Anna chuckled."I do forgive you," she whispered. "I mean, I will forgive you." Maybe it was unfair to tell him.

It took Jack a moment to realize she was sobbing. He quietly cursed. Now he was going to cry. And he wasn't even sure why she was crying.

"I will forgive you, though it's going to take a long while. I forgive you and I love you. I love you and Sally and everyone else who was there…here for me."

"I love you too," Jack said. "I barely know you, but I do."

"I know. Ugh. This is so mushy," she said into his coat. "Shameful behavior for a couple of frightening Halloween Spirits."

"Oh shush," Jack snapped. He eyed the glass ball as she pulled back. "Give a hello to Sally. Before you go." Something told him this ancient soul needed the comfort of a moment passed.

Annalise who had looked so sure of herself as an elder, suddenly didn't. She looked confused but glanced at the spiral staircase. Faintly she could here the one-sided conversation Sally was having with Lily downstairs.

She leaned over the railing just a bit. "H-hello Sally!"

Sally paused, then stuck her own head over the railing and smiled up at the girl. "Hello Annalise! How's the weather up there? Did Jack clean up at least?"

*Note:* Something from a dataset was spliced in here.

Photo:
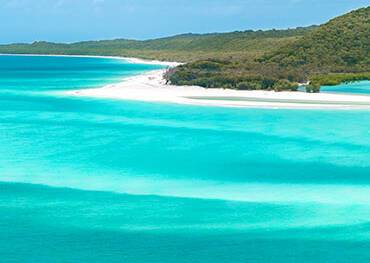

"Yes ma'am. I'll be down in a bit. Do me a favor and ask me to help you with dinner when I come down. If I'm coherent, that is."

"Okay?" Sally agreed in confusion.

Anna smiled and waved as she forced herself to pull back. Her smile fell as she stepped back from the staircase.

Without a word she picked up the Signature Pen from Jack's desk, then sat back down in the chair. She stared at the crystal ball in her free hand for a long moment.

"I am sorry."

"For?" Jack asked, tensing.

"What a fucking brat I can be," she said dryly. She looked up and held the ball out to him.

"You still use that language in the…" he had do do a bit of math for the human years. "In the thirtieth century?" He took the ball but she didn't remove her hand yet.

"Pfft. No. But you still mutter in Celtic when you think no one can hear you so I don't think you can talk about my language."

"I'm talking about the profanity, not English," he said dryly.

"I know," she chirped, throwing one last wistful smile, knowing this was a precious moment for her. One that could never be repeated. "Good bye, Jack. Be careful with me." She paused and looked him in the eyes. For a moment it looked like she might say something else. But she just smiled again. That horrible knowing smile that made the short list of things that truly frightened him.

She dropped her hand from the scryer.